No engañemos a la gente. Pues es exactamente eso lo que hacemos cuando, en nombre de un falso concepto de misericordia, los dejamos en sus pecados y no les ofrecemos la gracia de Cristo que redime y salva, que es portadora de alegría profunda y verdadera.
El que habla y actúa así es un falso profeta. Estos siempre han existido: en Israel, en la Iglesia primitiva, a lo largo de 2000 años de cristianismo; existen también hoy, y existirán hasta el final de los tiempos. El verdadero profeta denuncia el pecado del pueblo, buscando su conversión, su salvación (cf. Jer 28; 1Re 22). El falso profeta dice cosas halagüeñas, buscando contentar a la gente, justificando incluso su inmoralidad, evitando crearse enemigos… y dejándoles en su pecado (Ez 13,8-14; Jer 23,17).
La misericordia no se puede separar de la verdad.
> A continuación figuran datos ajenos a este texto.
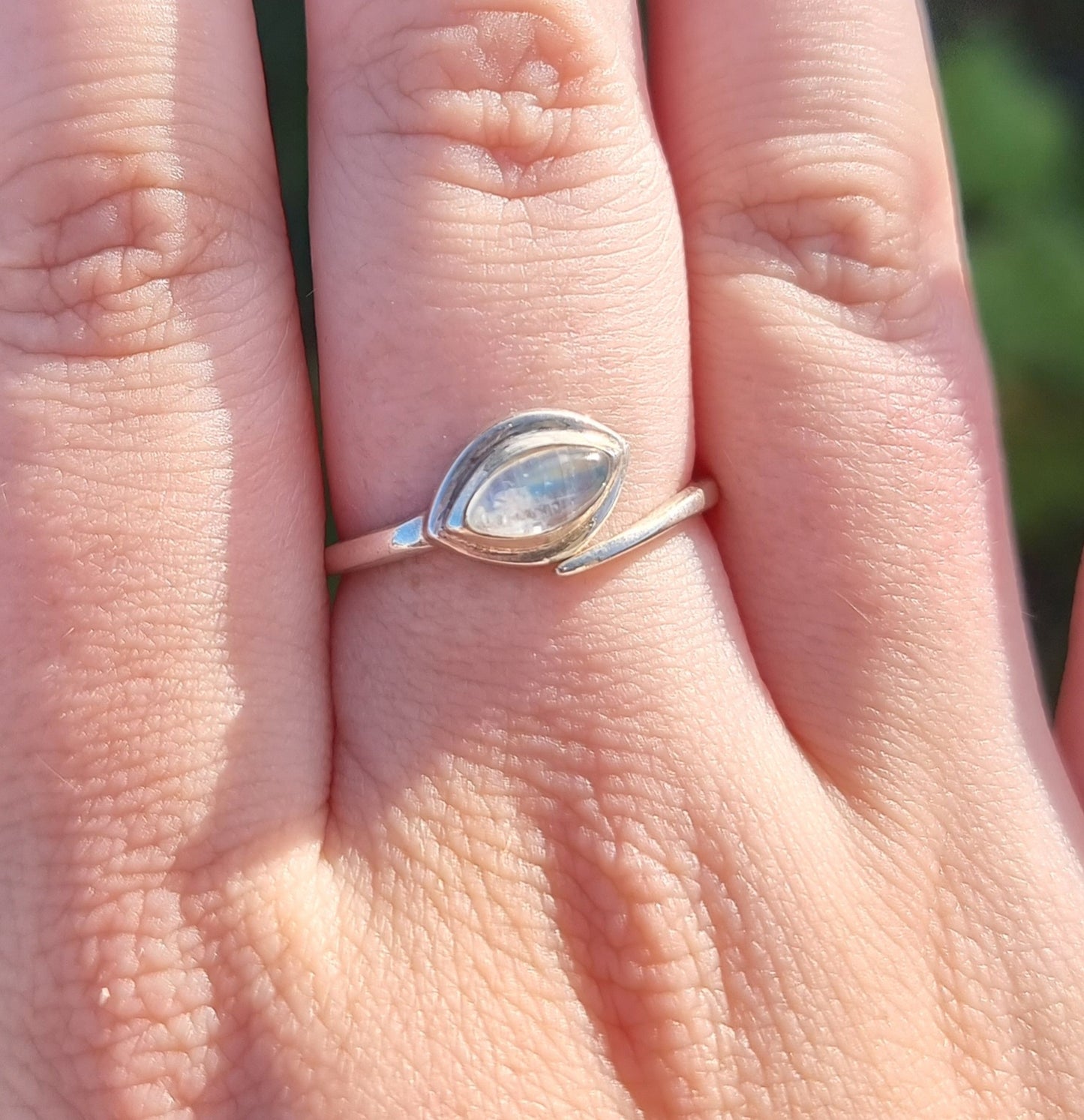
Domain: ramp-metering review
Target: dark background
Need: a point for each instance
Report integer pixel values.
(1013, 73)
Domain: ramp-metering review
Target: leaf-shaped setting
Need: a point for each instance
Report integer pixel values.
(530, 490)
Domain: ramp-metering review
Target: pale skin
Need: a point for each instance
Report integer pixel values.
(767, 821)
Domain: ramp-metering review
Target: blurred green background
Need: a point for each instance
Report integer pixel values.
(1013, 73)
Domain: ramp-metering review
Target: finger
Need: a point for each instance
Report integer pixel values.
(494, 231)
(1070, 701)
(161, 676)
(842, 393)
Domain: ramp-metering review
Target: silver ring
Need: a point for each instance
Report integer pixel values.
(532, 490)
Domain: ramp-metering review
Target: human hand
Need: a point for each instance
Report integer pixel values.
(766, 821)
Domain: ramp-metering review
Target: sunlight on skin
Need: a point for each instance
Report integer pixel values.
(587, 848)
(113, 425)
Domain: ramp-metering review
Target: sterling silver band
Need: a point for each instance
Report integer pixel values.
(532, 490)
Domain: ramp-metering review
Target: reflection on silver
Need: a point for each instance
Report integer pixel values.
(532, 490)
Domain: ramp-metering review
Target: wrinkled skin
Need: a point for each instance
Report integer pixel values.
(764, 822)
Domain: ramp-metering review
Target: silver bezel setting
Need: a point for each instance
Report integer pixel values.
(502, 443)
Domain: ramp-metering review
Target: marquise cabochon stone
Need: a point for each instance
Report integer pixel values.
(539, 492)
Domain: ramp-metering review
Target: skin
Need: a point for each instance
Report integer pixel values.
(767, 821)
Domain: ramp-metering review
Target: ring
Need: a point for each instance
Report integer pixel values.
(532, 490)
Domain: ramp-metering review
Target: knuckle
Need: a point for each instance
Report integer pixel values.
(843, 225)
(110, 254)
(513, 101)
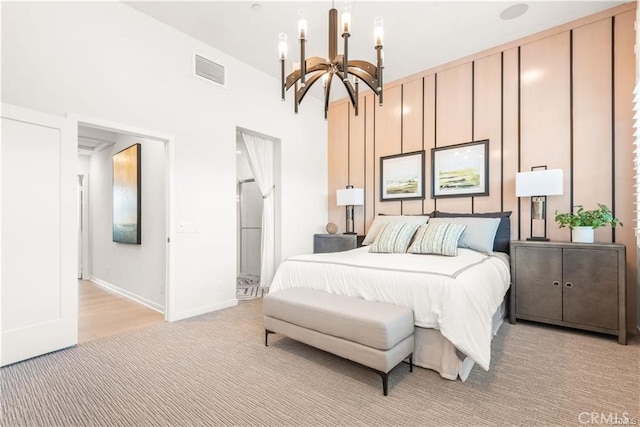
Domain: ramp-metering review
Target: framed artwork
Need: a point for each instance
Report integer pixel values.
(126, 196)
(402, 176)
(460, 170)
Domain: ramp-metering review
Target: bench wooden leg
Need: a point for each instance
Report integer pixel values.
(385, 381)
(266, 337)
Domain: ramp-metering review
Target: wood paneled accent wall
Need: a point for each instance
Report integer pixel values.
(561, 98)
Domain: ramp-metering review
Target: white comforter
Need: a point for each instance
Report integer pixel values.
(457, 295)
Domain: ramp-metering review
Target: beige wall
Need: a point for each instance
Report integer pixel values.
(562, 98)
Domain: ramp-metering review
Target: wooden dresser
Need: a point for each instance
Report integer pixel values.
(578, 285)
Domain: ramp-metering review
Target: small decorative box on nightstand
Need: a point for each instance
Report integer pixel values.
(579, 285)
(335, 242)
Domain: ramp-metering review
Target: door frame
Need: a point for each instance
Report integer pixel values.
(169, 141)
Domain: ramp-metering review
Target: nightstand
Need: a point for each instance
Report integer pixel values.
(323, 243)
(578, 285)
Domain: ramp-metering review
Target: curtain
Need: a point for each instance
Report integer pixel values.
(260, 153)
(636, 157)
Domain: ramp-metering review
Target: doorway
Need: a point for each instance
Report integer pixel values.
(252, 192)
(129, 281)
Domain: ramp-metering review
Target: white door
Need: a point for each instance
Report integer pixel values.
(38, 260)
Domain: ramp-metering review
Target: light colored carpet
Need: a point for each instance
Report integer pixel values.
(214, 370)
(248, 287)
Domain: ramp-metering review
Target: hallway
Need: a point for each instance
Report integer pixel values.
(102, 313)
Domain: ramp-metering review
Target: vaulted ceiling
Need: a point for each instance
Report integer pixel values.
(418, 35)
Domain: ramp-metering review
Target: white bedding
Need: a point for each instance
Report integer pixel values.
(457, 295)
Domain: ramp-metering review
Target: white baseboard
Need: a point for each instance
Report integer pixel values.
(202, 310)
(123, 292)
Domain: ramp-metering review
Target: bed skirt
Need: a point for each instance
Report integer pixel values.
(434, 351)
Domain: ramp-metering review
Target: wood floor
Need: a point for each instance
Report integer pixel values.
(102, 313)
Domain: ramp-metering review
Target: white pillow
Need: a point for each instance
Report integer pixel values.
(381, 220)
(478, 235)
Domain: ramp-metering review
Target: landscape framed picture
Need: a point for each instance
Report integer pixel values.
(402, 176)
(126, 196)
(460, 170)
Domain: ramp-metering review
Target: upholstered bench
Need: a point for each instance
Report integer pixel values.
(374, 334)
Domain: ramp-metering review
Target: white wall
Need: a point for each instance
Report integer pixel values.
(137, 271)
(108, 61)
(84, 163)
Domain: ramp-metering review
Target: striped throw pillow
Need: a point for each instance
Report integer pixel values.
(440, 239)
(394, 238)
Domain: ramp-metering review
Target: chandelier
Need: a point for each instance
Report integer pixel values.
(310, 70)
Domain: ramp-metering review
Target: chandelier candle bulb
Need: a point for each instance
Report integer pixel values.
(346, 18)
(302, 29)
(377, 31)
(282, 45)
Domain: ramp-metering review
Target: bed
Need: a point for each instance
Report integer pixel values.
(458, 300)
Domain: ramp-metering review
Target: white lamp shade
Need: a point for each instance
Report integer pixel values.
(547, 182)
(350, 197)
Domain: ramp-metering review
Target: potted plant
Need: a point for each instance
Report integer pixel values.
(582, 222)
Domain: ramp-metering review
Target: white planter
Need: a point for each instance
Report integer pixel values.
(582, 234)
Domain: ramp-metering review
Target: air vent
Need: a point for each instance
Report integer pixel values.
(209, 70)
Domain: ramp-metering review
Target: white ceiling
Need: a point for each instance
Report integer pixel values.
(418, 35)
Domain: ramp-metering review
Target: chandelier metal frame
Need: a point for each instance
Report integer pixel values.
(314, 68)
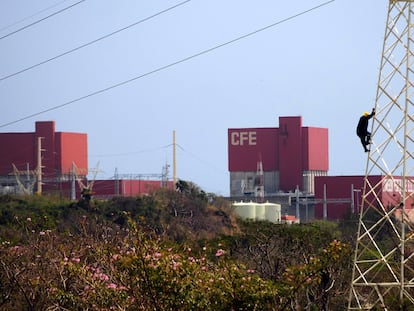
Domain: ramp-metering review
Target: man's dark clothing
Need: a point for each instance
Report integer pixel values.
(362, 130)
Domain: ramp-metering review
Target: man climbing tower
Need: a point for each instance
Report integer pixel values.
(362, 129)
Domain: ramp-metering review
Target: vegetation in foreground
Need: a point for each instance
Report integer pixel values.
(172, 250)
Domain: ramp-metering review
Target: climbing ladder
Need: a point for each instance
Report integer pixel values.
(383, 269)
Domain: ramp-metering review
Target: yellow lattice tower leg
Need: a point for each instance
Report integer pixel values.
(383, 270)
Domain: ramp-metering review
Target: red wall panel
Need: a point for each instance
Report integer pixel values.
(290, 153)
(315, 149)
(46, 131)
(248, 146)
(17, 149)
(71, 147)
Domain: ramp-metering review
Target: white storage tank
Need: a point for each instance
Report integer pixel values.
(245, 210)
(258, 211)
(273, 212)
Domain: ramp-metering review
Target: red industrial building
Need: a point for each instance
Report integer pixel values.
(338, 196)
(56, 153)
(275, 160)
(63, 161)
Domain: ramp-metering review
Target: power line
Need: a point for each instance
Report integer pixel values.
(94, 41)
(165, 66)
(41, 20)
(34, 14)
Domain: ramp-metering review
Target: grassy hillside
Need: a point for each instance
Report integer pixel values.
(172, 250)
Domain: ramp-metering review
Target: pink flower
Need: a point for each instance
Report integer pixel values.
(219, 252)
(157, 255)
(111, 285)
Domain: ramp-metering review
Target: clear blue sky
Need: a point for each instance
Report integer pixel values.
(322, 65)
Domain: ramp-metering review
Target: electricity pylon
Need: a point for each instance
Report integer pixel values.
(383, 271)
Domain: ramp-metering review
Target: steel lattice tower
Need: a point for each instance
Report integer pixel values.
(383, 271)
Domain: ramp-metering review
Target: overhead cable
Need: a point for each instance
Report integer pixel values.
(94, 41)
(165, 66)
(41, 20)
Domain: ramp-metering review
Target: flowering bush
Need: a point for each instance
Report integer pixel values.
(125, 270)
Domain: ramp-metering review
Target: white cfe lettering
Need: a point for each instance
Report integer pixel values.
(243, 138)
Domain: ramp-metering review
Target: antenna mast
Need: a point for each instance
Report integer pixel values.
(383, 270)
El médico le dice al enfermo la verdad: «Tiene usted cáncer». Pero a continuación añade: «Yo me comprometo a curarle».
Se dice que hay que ser «abiertos» y «progresistas», y en nombre de esta «apertura» y «progreso» se deja a los hombres encerrados en su mal y se les impide progresar en la salvación: eso sí es ser «cerrados» y «conservadores» (conservadores del mal…). La verdadera apertura es la que ayuda al hombre a salir de la esclavitud de su pecado. El verdadero progreso es el que abre horizontes de conversión, de vida nueva, de santidad…
El demonio es el «padre de la mentira» (Jn 8,44). No es nada original. Siempre usa las mismas armas. ¡No nos dejemos engañar por los agentes de Satanás! Vivamos en la luz. Proclamemos la verdad… aunque nos cueste la vida. Solo la verdad nos hace libres (Jn 8,32).